The County Commission and its partners may not yet know all the support services and beds needed, but they have made progress in identifying the right questions to ask, Weinaug said.
“We know a whole lot more questions we know we have to have the answers to,” he said. “The concern is that some will see that as a delaying tactic. It’s not. Those questions have to be answered if we’re going to build (the crisis center) right.”
A year ago, the County Commission was in agreement that the jail expansion and crisis center would be put before voters in the same bond referendum. With Derusseau replacing former Commissioner Jim Flory, that decision could be reconsidered.
Whether funding for the two will be placed on the same ballot question will be determined in the coming discussions, commissioners said. It’s clear, however, that commissioners see both as community needs.
Commissioners agree they need to learn how a number of ongoing and planned criminal justice reforms — such as the behavioral health court, pretrial monitoring, electronic monitoring and expanded use of own-recognizance bonding — could potentially change the number of beds needed at the jail.

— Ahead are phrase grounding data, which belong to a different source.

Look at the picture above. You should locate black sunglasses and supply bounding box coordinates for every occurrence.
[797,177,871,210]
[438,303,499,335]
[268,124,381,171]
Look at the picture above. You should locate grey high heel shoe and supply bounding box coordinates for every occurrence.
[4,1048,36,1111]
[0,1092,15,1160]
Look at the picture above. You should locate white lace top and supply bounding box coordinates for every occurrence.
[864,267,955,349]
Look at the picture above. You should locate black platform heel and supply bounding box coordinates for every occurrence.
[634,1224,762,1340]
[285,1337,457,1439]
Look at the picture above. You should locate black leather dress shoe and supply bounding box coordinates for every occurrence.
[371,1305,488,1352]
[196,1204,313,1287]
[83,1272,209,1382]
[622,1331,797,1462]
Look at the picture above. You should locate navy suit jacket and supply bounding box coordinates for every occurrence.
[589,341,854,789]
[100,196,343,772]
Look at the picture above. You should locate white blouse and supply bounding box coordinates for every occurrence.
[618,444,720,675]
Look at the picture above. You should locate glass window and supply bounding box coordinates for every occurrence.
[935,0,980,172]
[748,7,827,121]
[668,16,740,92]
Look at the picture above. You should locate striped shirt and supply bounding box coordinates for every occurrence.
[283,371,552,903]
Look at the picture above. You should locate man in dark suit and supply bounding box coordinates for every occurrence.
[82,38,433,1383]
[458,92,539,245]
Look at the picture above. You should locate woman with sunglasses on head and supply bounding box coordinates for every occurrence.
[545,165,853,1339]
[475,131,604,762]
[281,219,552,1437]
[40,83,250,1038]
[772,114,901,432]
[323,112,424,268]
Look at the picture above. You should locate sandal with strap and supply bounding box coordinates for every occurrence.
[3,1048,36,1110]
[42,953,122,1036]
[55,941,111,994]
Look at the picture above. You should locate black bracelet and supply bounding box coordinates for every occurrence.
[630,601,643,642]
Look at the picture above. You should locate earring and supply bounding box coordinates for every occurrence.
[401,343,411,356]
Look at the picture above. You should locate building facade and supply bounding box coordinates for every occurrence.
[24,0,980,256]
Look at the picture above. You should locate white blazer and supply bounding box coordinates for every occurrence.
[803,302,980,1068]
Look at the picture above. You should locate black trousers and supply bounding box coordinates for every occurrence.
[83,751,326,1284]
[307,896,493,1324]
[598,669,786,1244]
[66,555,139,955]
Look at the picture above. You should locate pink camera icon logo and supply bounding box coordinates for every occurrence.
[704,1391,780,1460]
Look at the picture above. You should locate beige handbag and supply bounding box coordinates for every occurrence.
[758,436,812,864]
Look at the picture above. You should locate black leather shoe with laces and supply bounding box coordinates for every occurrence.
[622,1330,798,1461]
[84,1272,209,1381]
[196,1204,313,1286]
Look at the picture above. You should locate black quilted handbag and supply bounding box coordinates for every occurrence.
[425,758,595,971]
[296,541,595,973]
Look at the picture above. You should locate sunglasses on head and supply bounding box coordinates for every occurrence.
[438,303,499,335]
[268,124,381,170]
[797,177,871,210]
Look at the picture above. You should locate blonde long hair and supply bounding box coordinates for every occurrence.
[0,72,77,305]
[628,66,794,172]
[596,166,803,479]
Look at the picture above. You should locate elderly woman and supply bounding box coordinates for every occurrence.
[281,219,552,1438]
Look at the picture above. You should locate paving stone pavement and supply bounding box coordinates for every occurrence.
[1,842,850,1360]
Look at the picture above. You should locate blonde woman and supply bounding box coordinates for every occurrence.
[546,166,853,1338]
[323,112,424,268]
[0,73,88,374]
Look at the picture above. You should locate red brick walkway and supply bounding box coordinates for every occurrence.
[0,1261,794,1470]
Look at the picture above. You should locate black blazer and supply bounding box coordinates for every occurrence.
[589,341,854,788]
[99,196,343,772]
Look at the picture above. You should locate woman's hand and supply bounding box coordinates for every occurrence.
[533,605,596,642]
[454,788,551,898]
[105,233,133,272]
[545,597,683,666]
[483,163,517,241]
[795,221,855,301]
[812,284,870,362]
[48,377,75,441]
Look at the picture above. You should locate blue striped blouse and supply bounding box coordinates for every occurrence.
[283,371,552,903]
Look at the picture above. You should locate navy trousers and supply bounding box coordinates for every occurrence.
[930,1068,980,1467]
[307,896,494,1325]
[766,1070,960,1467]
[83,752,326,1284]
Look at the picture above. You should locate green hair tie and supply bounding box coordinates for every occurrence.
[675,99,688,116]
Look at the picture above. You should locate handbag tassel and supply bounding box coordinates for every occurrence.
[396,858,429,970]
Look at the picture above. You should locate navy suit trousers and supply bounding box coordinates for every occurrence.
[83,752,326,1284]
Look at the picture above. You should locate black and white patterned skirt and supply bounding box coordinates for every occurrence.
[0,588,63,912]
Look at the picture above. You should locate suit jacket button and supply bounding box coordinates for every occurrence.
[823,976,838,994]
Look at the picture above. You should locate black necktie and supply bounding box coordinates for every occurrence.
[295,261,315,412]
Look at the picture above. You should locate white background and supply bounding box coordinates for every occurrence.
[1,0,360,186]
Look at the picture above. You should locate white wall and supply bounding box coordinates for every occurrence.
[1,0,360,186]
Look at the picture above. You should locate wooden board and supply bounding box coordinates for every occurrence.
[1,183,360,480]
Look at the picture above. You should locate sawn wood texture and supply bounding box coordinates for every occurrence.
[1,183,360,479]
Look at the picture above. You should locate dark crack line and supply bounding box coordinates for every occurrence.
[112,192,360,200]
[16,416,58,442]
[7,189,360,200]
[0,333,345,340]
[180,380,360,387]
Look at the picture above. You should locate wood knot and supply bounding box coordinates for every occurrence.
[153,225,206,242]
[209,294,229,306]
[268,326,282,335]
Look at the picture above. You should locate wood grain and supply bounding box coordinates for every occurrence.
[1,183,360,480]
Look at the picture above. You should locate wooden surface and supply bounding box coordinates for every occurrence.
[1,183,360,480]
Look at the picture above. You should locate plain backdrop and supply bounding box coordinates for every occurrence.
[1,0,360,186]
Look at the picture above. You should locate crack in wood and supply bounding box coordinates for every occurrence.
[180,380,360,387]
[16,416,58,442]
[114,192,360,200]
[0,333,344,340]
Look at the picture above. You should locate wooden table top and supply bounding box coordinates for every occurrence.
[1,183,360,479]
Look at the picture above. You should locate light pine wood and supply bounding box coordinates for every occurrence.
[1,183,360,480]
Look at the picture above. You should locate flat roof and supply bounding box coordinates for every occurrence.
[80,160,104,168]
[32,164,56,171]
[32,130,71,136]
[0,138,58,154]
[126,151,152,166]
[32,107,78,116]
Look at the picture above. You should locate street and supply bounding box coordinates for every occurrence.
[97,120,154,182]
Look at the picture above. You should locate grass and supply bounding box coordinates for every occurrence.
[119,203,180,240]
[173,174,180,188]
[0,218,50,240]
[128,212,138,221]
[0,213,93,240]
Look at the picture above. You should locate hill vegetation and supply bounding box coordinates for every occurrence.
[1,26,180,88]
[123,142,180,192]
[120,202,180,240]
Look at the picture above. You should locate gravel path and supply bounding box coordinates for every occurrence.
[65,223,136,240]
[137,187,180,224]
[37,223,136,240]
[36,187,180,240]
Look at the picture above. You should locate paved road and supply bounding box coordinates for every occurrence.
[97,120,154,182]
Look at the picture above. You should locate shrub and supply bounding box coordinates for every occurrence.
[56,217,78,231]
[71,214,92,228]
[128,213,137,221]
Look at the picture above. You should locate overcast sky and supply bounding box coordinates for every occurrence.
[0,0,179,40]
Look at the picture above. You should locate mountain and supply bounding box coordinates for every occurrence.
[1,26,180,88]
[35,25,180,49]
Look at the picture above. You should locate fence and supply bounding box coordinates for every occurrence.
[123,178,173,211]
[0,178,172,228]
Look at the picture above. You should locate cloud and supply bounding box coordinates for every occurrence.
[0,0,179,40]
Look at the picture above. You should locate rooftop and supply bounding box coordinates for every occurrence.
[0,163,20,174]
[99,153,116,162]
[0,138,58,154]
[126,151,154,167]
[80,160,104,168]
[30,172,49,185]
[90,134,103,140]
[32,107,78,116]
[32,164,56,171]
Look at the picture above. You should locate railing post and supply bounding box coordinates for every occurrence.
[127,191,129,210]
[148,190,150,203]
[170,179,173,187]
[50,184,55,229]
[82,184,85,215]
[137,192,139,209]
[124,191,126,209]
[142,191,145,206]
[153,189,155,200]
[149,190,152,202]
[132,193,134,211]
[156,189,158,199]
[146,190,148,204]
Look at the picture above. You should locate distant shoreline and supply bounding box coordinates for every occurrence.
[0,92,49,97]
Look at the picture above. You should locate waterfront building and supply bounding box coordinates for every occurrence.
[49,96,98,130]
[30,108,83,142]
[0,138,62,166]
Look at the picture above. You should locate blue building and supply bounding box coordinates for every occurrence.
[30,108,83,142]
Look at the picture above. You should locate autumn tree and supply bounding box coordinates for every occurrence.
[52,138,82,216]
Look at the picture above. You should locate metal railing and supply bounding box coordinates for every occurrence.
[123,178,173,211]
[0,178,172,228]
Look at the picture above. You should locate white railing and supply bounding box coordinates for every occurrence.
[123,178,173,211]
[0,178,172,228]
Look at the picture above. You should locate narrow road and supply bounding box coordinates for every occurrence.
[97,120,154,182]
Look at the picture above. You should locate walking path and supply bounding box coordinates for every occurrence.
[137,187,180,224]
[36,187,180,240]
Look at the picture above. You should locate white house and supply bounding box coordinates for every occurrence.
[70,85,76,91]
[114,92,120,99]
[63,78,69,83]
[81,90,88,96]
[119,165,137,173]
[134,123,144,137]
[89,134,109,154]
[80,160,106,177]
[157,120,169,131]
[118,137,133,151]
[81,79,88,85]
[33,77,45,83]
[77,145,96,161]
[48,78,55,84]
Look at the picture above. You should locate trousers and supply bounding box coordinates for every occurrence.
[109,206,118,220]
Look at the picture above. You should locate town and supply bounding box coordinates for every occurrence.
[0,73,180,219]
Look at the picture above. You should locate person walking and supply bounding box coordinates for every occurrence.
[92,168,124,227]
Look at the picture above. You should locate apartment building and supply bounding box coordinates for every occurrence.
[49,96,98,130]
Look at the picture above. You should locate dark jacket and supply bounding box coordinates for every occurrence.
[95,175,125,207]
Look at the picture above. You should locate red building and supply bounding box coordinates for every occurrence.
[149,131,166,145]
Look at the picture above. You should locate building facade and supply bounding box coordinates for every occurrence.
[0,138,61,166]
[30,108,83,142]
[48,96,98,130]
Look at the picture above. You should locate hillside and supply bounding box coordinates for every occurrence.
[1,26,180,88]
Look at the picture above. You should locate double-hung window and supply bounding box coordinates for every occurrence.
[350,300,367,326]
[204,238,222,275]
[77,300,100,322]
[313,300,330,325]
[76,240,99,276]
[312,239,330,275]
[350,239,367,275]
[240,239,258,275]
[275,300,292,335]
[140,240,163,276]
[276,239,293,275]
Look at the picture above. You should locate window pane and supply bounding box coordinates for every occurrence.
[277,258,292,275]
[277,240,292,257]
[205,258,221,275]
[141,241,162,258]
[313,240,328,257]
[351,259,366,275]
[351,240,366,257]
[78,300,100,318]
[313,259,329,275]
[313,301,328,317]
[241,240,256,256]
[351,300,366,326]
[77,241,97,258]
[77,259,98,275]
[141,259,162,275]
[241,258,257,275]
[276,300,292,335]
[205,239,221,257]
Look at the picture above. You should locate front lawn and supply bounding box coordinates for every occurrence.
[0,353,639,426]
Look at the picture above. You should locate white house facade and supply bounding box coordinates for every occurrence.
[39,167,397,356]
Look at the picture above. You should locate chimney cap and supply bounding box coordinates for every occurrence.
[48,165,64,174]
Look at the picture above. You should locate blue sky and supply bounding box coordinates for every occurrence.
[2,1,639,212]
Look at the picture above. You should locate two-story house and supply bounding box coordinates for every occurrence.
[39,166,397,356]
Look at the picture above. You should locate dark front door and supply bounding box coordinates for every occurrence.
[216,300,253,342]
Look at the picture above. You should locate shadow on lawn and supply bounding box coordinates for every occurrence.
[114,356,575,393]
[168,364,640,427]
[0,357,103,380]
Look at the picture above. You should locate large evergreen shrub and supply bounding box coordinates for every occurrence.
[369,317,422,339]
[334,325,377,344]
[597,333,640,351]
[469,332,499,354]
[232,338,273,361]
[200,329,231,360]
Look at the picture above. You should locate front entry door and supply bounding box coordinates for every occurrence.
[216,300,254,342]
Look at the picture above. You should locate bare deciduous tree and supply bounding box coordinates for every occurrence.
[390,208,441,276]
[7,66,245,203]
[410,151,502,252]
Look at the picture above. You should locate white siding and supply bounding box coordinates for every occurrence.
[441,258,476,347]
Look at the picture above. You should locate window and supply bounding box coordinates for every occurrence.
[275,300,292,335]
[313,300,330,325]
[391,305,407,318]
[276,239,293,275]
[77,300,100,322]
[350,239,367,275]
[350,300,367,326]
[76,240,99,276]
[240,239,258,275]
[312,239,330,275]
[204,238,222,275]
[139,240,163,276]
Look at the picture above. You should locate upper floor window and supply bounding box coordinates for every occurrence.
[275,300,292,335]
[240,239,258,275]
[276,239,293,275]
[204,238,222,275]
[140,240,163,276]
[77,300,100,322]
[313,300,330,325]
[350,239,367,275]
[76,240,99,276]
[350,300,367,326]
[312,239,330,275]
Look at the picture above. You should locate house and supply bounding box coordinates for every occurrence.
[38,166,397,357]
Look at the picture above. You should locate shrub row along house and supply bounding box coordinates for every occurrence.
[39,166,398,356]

However, commissioners say those programs would not reduce the jail population enough to address the jail’s capacity issue, which had the county placing inmates in the jails of other counties at the cost of $1.29 million in 2016.
“I know there is progress being made, but we can see by the numbers that we are not going to knock them down by the 80 or 90 a day we need,” Derusseau said. “We need to decide what we need to do now and what we need to do for future growth, so we don’t have to turn around and do this again in a few years.”
There also remain the jail’s structural issues of limited space for female inmates, inappropriate space for its mentally ill population, lack of a pod to classify new inmates and overall capacity issues, Gaughan said. Those concerns continue to put stress on inmates and jail staff, he said.
Should county commissioners decide to move ahead with the county’s first bond referendum since the 1994 bond issue that built the jail, they will have to schedule it in a busy special election year. The Lawrence school district will put a $90 million bond referendum before voters in May. The city of Lawrence is looking to schedule a referendum during the November municipal/school board elections on extending the .55-cent infrastructure and transit sales tax. The Aug. 1 municipal/school board primary would be another opportunity for a referendum without the county scheduling and paying for a special election.
Gaughan said out of courtesy, the county would not want to schedule a referendum on the same date as another jurisdiction’s ballot question. It was also important that voters be able to focus on the important questions the county would put before them, he said.
“This is a crowded calendar year,” he said. “We need to find a time when we can let them stand alone so the public has the opportunity to evaluate our needs fairly.”